Unmatched capacity optimized for scale & TCO
The future of sustainable mass-capacity storage is now
For cloud service providers (CSPs) managing Exabytes of data, optimizing areal density is critical to meeting escalating data demands and managing operational costs. Increased areal density enables greater data storage per drive, which reduces physical space requirements, lowers power consumption, and results in a reduced total cost of ownership (TCO).
Seagate has established industry leadership in areal density innovation, offering hard drives exceeding 30TB and leveraging extensive engineering and manufacturing expertise to support cloud providers in scaling their infrastructure efficiently and sustainably to meet ongoing demand.
Hard Drives are optimal for large-scale workload demonstrating superior endurance, lower TCO, higher energy efficiency, and minimal carbon footprint
AI thrives on data—more data leads to more accurate, insightful models, and hard drives are at the heart of this process. AI systems need to learn and evolve. In today’s world, people and machines are generating data at unprecedented rates, and hard drives play a crucial role in storing not just raw data, but also the valuable content and checkpoints created by AI models to meet compliance requirements and support trustworthy AI. Put simply, scalable mass capacity hard drive storage isn’t just a backbone for AI—it’s the key to unlocking its full potential and ensuring sustainable success across diverse industries and markets.
When developing large-scale data infrastructure, it is essential to recognize that not all storage media offer the same advantages. For applications requiring continuous data writing and processing—such as AI pipelines, video surveillance archives, or cloud-scale backups—hard drives provide superior efficiency in terms of total cost of ownership (TCO), power consumption, and durability.
Hyperscale data centers operate a wide range of data management workloads, and it is clear that no single storage medium meets all key criteria. An optimal architecture utilizes a combination of hard drives and SSDs to achieve the best results. Consider a workload simulation at the 100+PB scale: hard drives like Seagate’s Exos 32TB clearly outperform SSDs in both cost-effectiveness and energy efficiency for write-intensive tasks delivering the same performance and throughput.

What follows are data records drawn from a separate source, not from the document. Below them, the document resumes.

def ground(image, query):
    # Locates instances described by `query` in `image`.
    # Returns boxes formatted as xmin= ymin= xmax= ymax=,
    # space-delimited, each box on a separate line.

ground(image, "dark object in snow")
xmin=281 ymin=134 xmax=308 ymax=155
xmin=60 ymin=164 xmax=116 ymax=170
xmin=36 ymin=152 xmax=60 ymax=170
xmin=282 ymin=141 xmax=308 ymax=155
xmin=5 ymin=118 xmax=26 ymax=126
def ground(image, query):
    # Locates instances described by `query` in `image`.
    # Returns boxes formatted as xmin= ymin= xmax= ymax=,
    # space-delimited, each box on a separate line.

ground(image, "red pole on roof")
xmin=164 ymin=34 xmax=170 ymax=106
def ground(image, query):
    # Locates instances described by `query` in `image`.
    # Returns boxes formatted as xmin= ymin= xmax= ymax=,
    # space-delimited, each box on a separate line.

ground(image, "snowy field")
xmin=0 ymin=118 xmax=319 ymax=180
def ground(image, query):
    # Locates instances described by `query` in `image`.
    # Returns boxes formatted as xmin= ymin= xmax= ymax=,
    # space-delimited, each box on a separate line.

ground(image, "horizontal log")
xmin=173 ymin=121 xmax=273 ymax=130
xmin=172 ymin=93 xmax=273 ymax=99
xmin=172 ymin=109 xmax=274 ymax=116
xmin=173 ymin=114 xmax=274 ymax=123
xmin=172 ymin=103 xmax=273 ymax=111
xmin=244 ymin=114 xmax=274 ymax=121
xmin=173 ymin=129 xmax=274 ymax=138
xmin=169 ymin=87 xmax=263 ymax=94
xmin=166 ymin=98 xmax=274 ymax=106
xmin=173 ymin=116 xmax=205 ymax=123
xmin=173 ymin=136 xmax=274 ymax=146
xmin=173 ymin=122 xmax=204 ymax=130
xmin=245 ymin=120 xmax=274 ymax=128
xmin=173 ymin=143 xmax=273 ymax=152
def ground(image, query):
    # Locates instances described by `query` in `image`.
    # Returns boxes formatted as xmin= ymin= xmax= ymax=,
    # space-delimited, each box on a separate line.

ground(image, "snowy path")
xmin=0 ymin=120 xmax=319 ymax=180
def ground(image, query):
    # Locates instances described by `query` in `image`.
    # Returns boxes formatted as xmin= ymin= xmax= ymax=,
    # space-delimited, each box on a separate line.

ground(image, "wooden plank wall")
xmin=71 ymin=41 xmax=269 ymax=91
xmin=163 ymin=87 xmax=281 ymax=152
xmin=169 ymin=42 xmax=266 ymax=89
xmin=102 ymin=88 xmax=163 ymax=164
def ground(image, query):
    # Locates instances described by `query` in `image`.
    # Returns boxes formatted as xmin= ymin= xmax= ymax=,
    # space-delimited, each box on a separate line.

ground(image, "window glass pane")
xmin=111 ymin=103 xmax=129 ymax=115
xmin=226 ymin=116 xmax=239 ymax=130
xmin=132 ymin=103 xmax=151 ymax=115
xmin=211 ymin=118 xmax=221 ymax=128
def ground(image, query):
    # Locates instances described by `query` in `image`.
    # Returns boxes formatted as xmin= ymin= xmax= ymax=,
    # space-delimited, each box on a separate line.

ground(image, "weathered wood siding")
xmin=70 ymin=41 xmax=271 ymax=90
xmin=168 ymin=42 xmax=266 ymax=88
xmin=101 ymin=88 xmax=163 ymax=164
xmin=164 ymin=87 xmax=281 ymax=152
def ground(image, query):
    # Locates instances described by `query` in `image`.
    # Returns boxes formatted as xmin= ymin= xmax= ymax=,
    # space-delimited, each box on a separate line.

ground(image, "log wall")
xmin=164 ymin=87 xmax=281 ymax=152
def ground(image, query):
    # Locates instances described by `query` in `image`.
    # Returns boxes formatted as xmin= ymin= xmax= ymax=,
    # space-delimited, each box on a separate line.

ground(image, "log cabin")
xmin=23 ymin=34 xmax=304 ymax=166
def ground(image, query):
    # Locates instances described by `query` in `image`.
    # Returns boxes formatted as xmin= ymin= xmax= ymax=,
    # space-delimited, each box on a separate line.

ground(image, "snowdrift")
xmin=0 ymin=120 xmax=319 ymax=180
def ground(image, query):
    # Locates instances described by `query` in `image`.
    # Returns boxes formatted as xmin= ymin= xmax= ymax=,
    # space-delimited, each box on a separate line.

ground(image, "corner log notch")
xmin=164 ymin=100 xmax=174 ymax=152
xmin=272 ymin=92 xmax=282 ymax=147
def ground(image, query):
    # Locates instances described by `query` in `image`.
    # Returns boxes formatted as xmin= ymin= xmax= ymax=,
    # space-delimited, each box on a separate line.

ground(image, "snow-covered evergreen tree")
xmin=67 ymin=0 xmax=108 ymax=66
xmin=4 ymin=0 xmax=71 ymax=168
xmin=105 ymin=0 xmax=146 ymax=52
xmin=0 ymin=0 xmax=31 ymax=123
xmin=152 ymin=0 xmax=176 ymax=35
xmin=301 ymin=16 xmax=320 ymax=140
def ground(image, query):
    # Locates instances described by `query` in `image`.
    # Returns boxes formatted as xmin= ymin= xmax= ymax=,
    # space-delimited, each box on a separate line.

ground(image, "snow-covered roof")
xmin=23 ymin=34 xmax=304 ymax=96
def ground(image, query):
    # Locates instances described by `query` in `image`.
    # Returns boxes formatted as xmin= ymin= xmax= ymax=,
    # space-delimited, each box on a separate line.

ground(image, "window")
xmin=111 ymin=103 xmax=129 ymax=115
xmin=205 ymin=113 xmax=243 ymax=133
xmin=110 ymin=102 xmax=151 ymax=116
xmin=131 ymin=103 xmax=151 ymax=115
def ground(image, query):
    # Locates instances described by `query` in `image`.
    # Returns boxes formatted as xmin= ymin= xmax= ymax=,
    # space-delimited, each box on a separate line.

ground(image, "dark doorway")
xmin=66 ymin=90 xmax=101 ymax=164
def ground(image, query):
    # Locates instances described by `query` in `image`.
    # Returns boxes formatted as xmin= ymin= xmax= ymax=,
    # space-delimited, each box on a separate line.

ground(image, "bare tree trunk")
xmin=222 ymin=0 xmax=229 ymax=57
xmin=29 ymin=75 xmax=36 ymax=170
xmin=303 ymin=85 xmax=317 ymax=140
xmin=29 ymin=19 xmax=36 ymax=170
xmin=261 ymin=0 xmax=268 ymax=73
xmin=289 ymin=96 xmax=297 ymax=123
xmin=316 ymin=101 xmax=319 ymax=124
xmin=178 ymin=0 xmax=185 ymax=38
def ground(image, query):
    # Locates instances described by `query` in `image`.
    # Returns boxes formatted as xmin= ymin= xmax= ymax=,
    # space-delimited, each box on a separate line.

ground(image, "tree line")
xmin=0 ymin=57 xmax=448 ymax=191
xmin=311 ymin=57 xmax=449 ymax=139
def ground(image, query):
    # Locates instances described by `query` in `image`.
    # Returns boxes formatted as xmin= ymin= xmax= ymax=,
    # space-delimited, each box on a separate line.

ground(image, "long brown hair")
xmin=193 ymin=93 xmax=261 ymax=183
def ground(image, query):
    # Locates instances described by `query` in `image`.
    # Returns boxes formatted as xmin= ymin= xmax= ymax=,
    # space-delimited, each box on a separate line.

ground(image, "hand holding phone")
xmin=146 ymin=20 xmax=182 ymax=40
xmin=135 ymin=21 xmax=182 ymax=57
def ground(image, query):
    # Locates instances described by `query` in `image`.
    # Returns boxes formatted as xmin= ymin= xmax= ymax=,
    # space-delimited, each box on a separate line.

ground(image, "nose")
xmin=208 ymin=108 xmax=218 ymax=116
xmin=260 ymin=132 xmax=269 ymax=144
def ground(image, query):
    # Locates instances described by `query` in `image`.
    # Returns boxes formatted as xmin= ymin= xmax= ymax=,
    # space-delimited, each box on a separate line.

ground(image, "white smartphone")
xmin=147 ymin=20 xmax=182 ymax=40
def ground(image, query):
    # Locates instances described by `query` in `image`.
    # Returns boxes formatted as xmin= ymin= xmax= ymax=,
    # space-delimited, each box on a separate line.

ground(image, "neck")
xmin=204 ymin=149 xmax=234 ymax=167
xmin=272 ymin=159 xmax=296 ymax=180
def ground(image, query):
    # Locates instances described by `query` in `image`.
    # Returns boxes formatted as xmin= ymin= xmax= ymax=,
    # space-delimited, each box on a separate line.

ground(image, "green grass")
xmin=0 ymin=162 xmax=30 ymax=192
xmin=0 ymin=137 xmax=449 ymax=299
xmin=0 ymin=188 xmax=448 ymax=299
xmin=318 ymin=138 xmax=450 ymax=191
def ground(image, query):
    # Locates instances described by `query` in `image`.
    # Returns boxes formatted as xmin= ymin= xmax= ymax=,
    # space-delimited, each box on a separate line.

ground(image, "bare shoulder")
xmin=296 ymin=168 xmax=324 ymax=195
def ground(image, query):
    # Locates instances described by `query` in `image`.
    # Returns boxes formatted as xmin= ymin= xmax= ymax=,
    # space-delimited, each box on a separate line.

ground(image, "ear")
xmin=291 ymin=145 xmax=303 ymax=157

SSDs excel when it comes to read-heavy, smaller deployments, but in write-focused scenarios, their costs and power consumption soar. This happens because SSDs require extensive over-provisioning to address endurance limitations throughout their lifecycle. When factoring in the additional provisioning needed to meet drive write endurance specifications, the benefits may become even clearer: for high-volume, write-intensive environments, hard drives scale effectively, offering an economical and sustainable solution. While a storage cluster exceeding 100PB would primarily use hard drives, a proportion of SSDs (generally 5–10%) is included to support optimal system performance.